Cet ensemble de données servira tôt ou tard, selon Guillaume Desjardins, expert en géomatique et propriétaire de Géomatique agricole, une entreprise qui aide les producteurs à gérer leurs données numériques.

« Le producteur ne sait pas toujours quoi faire de tout ça, dit-il, mais l’important, c’est de tout conserver sur un disque dur ou dans le nuage [cloud]. Au pire, ces données serviront toujours dans trois ou quatre ans pour mettre en relation différents types de données. »

En attendant, le producteur peut déjà se mettre au travail. Première étape : effectuer les travaux de nivelage et de drainage dans ses champs en se servant notamment de relevés topographiques. « C’est un incontournable avant d’effectuer d’autres corrections grâce aux données, souligne M. Desjardins. Tu brasses tellement de terre durant ces étapes qu’il serait inutile de procéder autrement. »

C’est seulement ensuite qu’on échantillonnera le sol, à raison d’un prélèvement par acre ou par hectare. « L’important, c’est de géolocaliser chaque échantillon, ajoute l’expert. Avec ça, tu obtiens une foule d’informations. » L’échantillonnage de sol permettra, dans un premier temps, de corriger le pH des parcelles avec de la chaux. « Dans bien des cas, le pH des terres agricoles est trop bas parce que l’agriculture acidifie le sol, explique Stéphane Gagnon. C’est un facteur important de limitation de la productivité. »

En plus du pH, l’analyse des échantillons fournira également un aperçu de la répartition de différents éléments chimiques dans la terre. Aidé de son agronome, un producteur déterminera les travaux de correction à apporter à ses champs. Le processus s’étale sur plusieurs années, indique M. Gagnon.

« On va souvent corriger le niveau de potassium et de phosphore d’abord, précise-t-il. C’est seulement ensuite qu’on cherchera à corriger les éléments mineurs comme le zinc et le bore, par exemple. »

Les échantillons de terre prélevés au champ sont ensuite analysés en laboratoire.
Les échantillons de terre prélevés au champ sont ensuite analysés en laboratoire.

Superposer les données

Le travail ne se termine pas là.
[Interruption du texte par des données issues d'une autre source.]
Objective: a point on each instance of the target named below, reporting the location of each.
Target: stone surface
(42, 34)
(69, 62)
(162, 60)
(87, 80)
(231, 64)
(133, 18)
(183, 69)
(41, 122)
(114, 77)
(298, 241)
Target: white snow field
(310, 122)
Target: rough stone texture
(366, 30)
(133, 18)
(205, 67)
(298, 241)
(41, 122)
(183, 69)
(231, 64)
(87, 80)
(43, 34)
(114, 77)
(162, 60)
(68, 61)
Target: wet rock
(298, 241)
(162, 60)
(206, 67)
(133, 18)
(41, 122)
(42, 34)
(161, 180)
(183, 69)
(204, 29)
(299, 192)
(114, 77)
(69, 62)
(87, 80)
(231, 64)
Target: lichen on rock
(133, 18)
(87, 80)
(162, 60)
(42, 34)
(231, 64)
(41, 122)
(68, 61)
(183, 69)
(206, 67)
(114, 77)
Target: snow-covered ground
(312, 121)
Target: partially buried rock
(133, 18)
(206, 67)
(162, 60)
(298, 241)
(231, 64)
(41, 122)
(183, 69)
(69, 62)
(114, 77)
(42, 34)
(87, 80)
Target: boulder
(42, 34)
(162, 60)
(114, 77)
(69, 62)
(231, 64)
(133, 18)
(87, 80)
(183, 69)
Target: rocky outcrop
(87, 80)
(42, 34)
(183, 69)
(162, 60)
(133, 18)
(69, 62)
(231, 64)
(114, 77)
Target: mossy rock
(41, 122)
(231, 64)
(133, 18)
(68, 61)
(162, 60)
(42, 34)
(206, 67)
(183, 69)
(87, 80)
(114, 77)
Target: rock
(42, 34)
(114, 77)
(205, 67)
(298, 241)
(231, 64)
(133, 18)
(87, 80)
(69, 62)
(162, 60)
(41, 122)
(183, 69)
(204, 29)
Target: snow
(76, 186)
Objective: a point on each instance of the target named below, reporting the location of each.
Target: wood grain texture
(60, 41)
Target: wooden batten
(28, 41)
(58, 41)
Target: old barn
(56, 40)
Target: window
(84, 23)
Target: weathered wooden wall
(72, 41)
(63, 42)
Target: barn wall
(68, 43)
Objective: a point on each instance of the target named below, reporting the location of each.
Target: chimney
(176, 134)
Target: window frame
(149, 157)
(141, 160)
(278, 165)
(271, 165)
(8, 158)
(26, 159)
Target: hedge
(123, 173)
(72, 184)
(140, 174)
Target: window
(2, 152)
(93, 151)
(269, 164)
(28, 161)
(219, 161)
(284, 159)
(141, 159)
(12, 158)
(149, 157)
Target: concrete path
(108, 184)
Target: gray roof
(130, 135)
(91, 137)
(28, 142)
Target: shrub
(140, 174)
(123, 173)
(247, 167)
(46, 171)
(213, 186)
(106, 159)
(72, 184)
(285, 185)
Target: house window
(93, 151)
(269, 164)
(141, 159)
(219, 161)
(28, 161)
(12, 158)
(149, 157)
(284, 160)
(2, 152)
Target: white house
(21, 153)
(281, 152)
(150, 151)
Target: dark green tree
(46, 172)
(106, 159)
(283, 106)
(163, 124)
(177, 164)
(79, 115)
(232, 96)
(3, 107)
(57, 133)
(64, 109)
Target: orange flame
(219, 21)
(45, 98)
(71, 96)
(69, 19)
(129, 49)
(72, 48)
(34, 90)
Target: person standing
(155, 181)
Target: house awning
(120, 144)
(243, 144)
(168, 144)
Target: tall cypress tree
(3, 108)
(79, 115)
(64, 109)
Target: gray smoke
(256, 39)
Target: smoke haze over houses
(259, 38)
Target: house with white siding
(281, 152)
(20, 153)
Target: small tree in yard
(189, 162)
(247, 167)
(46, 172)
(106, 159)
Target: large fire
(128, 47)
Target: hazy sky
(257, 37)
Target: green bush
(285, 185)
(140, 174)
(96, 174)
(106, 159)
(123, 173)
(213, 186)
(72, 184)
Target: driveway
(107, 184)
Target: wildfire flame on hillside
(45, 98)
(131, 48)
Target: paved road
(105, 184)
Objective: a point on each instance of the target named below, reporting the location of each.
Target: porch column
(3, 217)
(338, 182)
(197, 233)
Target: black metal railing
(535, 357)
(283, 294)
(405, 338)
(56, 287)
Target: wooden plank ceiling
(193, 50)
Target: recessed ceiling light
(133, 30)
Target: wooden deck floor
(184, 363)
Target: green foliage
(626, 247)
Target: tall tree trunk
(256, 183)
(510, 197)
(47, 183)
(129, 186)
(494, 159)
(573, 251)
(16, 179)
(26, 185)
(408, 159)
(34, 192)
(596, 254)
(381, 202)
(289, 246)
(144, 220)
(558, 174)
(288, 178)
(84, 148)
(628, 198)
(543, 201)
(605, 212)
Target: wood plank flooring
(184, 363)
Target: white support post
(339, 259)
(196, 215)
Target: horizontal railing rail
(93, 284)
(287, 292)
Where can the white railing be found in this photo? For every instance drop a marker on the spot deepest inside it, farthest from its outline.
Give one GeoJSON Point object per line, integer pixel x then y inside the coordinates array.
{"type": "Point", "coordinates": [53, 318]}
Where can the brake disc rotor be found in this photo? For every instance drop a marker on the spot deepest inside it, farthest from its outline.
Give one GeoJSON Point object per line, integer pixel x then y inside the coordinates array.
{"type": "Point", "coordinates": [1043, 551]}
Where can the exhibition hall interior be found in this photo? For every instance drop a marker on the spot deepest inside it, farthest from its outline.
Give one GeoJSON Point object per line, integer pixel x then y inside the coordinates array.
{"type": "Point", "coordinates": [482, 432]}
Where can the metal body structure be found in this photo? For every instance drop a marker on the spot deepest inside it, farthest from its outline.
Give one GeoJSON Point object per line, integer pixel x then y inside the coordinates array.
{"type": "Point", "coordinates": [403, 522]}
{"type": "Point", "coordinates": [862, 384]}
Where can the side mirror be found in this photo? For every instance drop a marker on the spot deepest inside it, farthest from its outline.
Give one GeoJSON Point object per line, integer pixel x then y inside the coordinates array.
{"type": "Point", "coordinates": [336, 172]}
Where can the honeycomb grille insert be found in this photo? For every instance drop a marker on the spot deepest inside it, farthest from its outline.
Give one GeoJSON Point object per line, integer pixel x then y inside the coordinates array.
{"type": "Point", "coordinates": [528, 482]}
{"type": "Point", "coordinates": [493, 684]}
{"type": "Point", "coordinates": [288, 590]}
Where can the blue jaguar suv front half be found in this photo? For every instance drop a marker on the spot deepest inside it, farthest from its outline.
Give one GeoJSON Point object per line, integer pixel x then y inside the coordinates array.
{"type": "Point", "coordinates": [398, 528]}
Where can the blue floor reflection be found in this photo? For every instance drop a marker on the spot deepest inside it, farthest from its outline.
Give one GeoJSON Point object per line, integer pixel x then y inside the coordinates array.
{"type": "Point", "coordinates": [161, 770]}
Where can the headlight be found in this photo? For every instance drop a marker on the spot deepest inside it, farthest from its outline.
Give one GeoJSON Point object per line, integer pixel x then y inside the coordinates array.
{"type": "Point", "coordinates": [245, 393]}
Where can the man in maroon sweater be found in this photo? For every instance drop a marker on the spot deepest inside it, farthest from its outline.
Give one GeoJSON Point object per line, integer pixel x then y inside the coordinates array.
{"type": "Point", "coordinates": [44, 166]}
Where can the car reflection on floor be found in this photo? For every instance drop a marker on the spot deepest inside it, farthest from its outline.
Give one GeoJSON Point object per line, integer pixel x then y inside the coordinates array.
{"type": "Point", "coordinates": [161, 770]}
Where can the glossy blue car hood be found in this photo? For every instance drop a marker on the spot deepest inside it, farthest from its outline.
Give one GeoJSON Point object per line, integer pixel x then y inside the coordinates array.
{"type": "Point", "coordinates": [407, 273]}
D’autres données s’ajoutent au lot, l’objectif étant d’obtenir un aperçu de ce qui se trame dans les champs à différents stades de la production.

Les cartes satellitaires, par exemple, indiqueront la vigueur végétative, c’est-à-dire le niveau de photosynthèse d’une culture. L’information est particulièrement cruciale pour les producteurs qui effectuent des tests de fertilisation. « Ce sont des données béton, souligne le propriétaire de Géomatique agricole. Elles permettent de savoir, par exemple, si une intervention dans le champ a été payante. »

À ces données s’ajoutent finalement les données de rendement. Pour s’assurer que celles-ci soient fiables, M. Desjardins recommande de calibrer les batteuses pour chaque type de culture. « L’opération peut prendre du temps, mais en emmagasinant ce type de données sur plusieurs années, on pourra déceler des tendances dans les champs. »

Chaque saison amène de la variabilité, ajoute Stéphane Gagnon. « En ayant plusieurs cartes de rendements d’un même champ, on peut déceler les zones problématiques et mieux orienter la recherche », dit-il.

C’est pourquoi les outils informatiques de Synagri vont d’abord superposer les cartes de rendement pour produire une carte normalisée. Celle-ci sera ensuite comparée aux données d’échantillonnage afin d’identifier le ou les facteurs derrière un manque de productivité.

« Le but, c’est d’obtenir un diagnostic et d’orienter le producteur vers les meilleures solutions pour qu’il atteigne éventuellement les meilleurs rendements possible dans ses champs », explique l’expert en agriculture de précision.